Председатель. — Следовательно, вы не слышали, что военно-полевому суду его хотели предать не за тем, чтобы повесить, а чтобы этим путем вывести исследование за пределы гласного рассмотрения и затем закончить дело?
Хвостов. — Этого я не слыхал.
Председатель. — По поводу вашей отставки вы не убедились в вашей ошибке относительно значения Распутина? Вам не стало известно, при перемещении на пост министра внутренних дел, что г-жа Сухомлинова в это время завязала особенно дружеские отношения с Распутиным?
Хвостов. — Это я знаю.
Председатель. — Вероятно, это стало вам известно post factum?
Хвостов. — Я должен сказать, что я не такой наивный человек, чтобы и тогда не считал Распутина важным фактором той жизни, но я считал своим долгом это отрицать.
Председатель.— Вы изволили выразиться в начале своего объяснения, что ваше упорство по некоторым делам послужило основанием к вашему переходу с поста министра юстиции на пост министра внутренних дел, — вы имели в виду только дело Сухомлинова или было еще какое-нибудь острое дело, отношение к которому министра юстиции кому-нибудь не нравилось?
Хвостов. — Еще было дело генерала Драчевского,[103] но тут я не думаю, чтобы принимали участие те же лица, что и в деле Сухомлинова. Мне казалось, что здесь, вследствие своих симпатий к Драчевскому и его жене, были заинтересованы какие-то другие круги. По этому делу у меня тоже был подробный доклад у государя, в котором я, насколько мог, выражал свое полное несогласие на прекращение дела и настаивал на необходимости ведения его правильным судебным порядком.
Председатель. — А было заявлено желание о прекращении этого дела?

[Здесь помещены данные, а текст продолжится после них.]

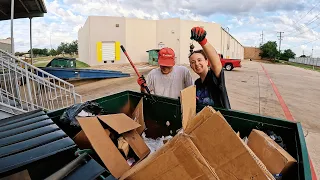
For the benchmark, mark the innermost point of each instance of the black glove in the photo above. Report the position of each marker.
(199, 34)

Хвостов. — Да, в виду того, что в настоящее время подобное дело может произвести неблагоприятное впечатление. Но я тогда докладывал и сумел доложить, что прекращение дела должно как раз породить те неблагоприятные последствия, о которых говорилось, как о последствиях его ведения. Государь совершенно согласился с моим докладом. Я помню, что, когда я увидел остроту положения, я начал искать выхода и представил его величеству, что неоднократно и раньше были случаи, когда временно дело приостанавливалось до окончания войны. Я высказал государю, что если ему угодно, то я бы просил сделать именно это, потому что если генерал Драчевский окажется более храбрым, чем он оказался честным, то быть может во время войны он совершит геройский подвиг, и, наконец, если будет убит, то дело само собою прекратится. Когда, после доклада, я спросил государя, какова будет его воля, государь сказал: «Пусть дело идет по закону».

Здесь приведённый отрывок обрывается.